Under different stress conditions such as phosphate limitation (Olsen et al., 1983), acidic environment (Visviki et al., 2000), the herbicide paraquat (Jamers et al., 2010) and high salinity (Khona et al. , 2016) Chlamydomonas cells have alternative ways to avoid chronic stress by forming stress-resistant life cycle stages undergo abnormal cell division with reduced individual cell size forming “palmelloids”. In the current study, NaCl induced the formation of palmelloids in the stressed untreated-cells unlike in ABA-treated cells where the number of palmelloids was significantly reduced (Fig. 5). These results are evidence that ABA playing a crucial role in protectingChlamydomonas cells from high salinity stress.
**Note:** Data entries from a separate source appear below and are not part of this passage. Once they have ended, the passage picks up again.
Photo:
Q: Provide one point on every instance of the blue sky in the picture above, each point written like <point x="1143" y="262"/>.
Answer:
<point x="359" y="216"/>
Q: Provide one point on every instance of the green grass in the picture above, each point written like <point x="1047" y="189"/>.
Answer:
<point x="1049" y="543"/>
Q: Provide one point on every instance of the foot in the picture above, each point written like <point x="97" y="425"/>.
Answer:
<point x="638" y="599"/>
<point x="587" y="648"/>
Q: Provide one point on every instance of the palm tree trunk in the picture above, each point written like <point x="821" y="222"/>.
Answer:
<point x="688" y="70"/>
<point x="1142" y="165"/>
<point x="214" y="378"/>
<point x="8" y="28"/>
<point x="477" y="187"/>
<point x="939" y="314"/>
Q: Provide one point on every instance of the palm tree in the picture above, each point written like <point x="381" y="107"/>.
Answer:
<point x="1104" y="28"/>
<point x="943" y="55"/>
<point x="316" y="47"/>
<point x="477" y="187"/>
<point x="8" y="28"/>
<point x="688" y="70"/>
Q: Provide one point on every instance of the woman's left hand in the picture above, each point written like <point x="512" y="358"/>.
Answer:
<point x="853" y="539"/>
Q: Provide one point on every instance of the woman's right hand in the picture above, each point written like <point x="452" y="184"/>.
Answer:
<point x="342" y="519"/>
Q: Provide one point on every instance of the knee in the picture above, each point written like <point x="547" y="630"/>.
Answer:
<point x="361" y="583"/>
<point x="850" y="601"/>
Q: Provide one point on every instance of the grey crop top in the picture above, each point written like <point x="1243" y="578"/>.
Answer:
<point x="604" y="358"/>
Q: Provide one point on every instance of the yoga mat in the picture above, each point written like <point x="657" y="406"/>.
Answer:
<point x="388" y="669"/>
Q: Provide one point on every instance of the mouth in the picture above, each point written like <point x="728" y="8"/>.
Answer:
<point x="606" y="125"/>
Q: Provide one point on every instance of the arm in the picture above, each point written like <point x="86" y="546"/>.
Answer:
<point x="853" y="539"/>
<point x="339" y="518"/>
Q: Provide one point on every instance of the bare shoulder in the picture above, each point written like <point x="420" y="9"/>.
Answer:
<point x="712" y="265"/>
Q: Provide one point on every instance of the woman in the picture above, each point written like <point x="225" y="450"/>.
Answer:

In this study, ABA supported the growth of gamete population, as it enhanced their tolerance to high salinity (Figs. 6 & 7). InChlamydomonas, gametogenesis is triggered by N limitation. When N is depleted in the growth medium, the vegetative cells have programs (Beck & Haring, 1996; Goodenough, 1991). The first program is that the cells acclimate to N deprivation through metabolic changes, including synthesis of N-scavenging enzymes (Quesada & Fernández, 1994) and the renewal of ribosomes (Martin et al., 1976). The second program is that the vegetative cells underdo gametogenesis to produce Mt+ and Mt- cells for mating. While N starvation has been extensively studied in Chlamydomonas for producing alternative sources of energy by accumulation more TAG in the cells under N starvation (Montantes et al., 2018; Salas- Siaut et al., 2011; Yang et al., 2020), or as a new tool to create offspring with new traits (Kramer and Lucker, 2020), however, N-starved Chlamydomonas cells can also exhibit various biological pathways for managing photosynthesis to efficiently utilize the absorbed light energy (Saroussi et al., 2017). While underlying these pathways is still in its early stage, it could provide an important direction for developing a more comprehensive understanding of photosynthetic energetics and its control.